The increase in volume of air, when temperature of $600$mL of it is increased from $27^\circ C$ to$47^\circ C$ under constant pressure , is

Answer 1

Hint: In order to solve this numerical problem we have to apply Charles law which is also known as the law of volumes. Charles law is applied because we need a relation between volume and temperature.

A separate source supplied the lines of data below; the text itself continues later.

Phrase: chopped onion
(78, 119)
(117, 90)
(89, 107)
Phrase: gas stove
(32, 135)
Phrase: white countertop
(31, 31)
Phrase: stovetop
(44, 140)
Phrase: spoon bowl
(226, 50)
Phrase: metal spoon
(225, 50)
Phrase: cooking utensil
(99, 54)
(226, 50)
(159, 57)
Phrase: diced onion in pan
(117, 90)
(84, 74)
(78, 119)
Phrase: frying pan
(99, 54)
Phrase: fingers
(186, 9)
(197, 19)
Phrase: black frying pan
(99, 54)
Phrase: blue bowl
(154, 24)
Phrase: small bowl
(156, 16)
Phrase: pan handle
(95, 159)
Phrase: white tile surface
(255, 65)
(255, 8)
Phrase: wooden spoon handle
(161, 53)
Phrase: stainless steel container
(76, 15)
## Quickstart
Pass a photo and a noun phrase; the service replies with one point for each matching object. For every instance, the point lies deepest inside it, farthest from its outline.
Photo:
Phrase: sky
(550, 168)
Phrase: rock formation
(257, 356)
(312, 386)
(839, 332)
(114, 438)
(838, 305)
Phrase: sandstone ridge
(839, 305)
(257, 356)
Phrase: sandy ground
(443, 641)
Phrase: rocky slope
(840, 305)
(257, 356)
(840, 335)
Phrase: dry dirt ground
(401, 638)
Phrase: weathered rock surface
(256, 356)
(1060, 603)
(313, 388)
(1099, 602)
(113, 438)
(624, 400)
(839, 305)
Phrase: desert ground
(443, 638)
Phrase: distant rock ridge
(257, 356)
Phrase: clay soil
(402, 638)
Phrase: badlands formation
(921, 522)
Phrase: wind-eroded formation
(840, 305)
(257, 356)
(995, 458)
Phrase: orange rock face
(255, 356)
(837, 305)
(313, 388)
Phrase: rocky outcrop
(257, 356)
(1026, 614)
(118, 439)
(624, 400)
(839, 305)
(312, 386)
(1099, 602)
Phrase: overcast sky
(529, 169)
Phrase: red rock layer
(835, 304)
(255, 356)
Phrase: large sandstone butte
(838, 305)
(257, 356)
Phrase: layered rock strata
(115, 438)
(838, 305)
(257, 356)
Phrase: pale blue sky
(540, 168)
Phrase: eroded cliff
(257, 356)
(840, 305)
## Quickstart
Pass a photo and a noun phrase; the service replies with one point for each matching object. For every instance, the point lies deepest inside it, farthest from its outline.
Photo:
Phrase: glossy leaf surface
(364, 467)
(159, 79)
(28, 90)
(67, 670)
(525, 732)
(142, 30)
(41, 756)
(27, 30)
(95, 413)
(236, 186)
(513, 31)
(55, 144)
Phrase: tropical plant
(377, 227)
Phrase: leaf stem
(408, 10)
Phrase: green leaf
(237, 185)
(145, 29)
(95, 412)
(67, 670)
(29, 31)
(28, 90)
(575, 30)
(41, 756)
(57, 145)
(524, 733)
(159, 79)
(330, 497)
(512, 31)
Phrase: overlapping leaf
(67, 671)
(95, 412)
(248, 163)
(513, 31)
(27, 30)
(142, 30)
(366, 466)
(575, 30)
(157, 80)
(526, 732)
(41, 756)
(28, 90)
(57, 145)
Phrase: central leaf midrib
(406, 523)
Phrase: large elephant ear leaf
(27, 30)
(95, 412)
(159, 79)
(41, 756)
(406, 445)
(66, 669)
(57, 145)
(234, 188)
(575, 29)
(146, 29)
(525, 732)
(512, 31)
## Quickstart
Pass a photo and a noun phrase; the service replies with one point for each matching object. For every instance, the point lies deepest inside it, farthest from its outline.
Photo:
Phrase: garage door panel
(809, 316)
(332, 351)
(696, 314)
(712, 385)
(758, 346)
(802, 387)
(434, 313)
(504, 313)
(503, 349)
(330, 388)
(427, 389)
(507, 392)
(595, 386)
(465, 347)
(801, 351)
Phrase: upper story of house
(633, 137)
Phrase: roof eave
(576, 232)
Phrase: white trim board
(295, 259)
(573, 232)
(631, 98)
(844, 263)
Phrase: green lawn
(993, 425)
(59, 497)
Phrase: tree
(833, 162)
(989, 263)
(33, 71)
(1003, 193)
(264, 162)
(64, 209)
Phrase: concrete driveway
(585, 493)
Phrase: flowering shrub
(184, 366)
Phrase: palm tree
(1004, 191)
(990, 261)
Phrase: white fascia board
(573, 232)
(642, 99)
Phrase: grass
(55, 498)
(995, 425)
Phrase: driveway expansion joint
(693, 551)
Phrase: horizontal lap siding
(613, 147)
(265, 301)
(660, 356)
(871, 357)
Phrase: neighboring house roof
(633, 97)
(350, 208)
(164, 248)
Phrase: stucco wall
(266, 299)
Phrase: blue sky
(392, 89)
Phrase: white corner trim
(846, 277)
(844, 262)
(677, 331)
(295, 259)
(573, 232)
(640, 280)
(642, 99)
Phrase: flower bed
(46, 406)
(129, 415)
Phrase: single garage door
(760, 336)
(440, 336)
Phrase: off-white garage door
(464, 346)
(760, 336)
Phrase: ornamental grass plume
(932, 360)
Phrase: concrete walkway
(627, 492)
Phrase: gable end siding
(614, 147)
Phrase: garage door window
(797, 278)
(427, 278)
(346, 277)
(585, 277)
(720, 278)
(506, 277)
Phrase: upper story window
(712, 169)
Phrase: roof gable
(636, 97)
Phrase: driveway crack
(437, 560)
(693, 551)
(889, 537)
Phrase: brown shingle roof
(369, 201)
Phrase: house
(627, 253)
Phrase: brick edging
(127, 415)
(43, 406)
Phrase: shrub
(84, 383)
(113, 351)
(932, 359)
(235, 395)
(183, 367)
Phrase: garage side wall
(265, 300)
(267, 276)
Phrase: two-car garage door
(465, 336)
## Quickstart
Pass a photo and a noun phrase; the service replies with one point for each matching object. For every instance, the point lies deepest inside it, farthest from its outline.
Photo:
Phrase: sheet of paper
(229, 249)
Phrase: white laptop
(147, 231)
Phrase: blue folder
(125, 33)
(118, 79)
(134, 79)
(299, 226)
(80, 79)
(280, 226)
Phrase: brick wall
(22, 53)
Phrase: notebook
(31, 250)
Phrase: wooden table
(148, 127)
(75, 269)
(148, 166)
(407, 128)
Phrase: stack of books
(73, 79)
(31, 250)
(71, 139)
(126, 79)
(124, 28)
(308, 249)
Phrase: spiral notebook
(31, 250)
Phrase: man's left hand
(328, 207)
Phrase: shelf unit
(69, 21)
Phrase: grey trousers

Complete step by step answer:
Step1: Statement of Charles Law:
When the pressure on a sample of dry gas is held constant, the temperature and volume will be in direct proportion.
Step 2: This relationship of direct proportion can be written as:
$V \propto T$
So this means:
$\dfrac{V}{T} = k$ or $V = kT$
Where: V is the volume of the gas,
T is the temperature of the gas (measured in Kelvin)
K is a non-zero constant.
Step3: In the statement we are provided with initial volume ${V_1}$ , initial temperature ${T_1}$ and final temperature ${T_2}$ we have to calculate the value of final volume ${V_2}$
${T_1} = 27^\circ C$
${T_2} = 47^\circ C$
${V_1} = 600\,mL$
For comparing the same substance under two set of conditions, the law can be written as:
$\dfrac{{{V_1}}}{{{T_1}}} = \dfrac{{{V_2}}}{{{T_2}}}$ or $\dfrac{{{V_2}}}{{{V_1}}} = \dfrac{{{T_2}}}{{{T_1}}}$ ………..$(i)$
 Converting temperature from celsius to Kelvin, using formula
 $K = x^\circ C + 273$
$\therefore {T_1} = 27 + 273 = 300K$
${T_2} = 47 + 273 = 320K$
Substituting the values in eq $(i)$
${V_2} = \dfrac{{{T_2}}}{{{T_1}}} \times {V_1}$
$= \dfrac{{320}}{{300}} \times 600$
${V_2} = 600mL$
Increase in volume of air = Final volume – Initial volume
$= {V_2} - {V_1}$
$= 640 - 600$
$= 40mL$

Note: This law describes how a gas expands as the temperature increases; conversely a decrease in temperature will lead to a decrease in volume. Everyday examples of Charle’s law : In winters as the temperature decreases, when we take a basketball outside in the ground the ball shrinks. This is the only reason why to check the pressure in the car tyres when going outside in the cold days.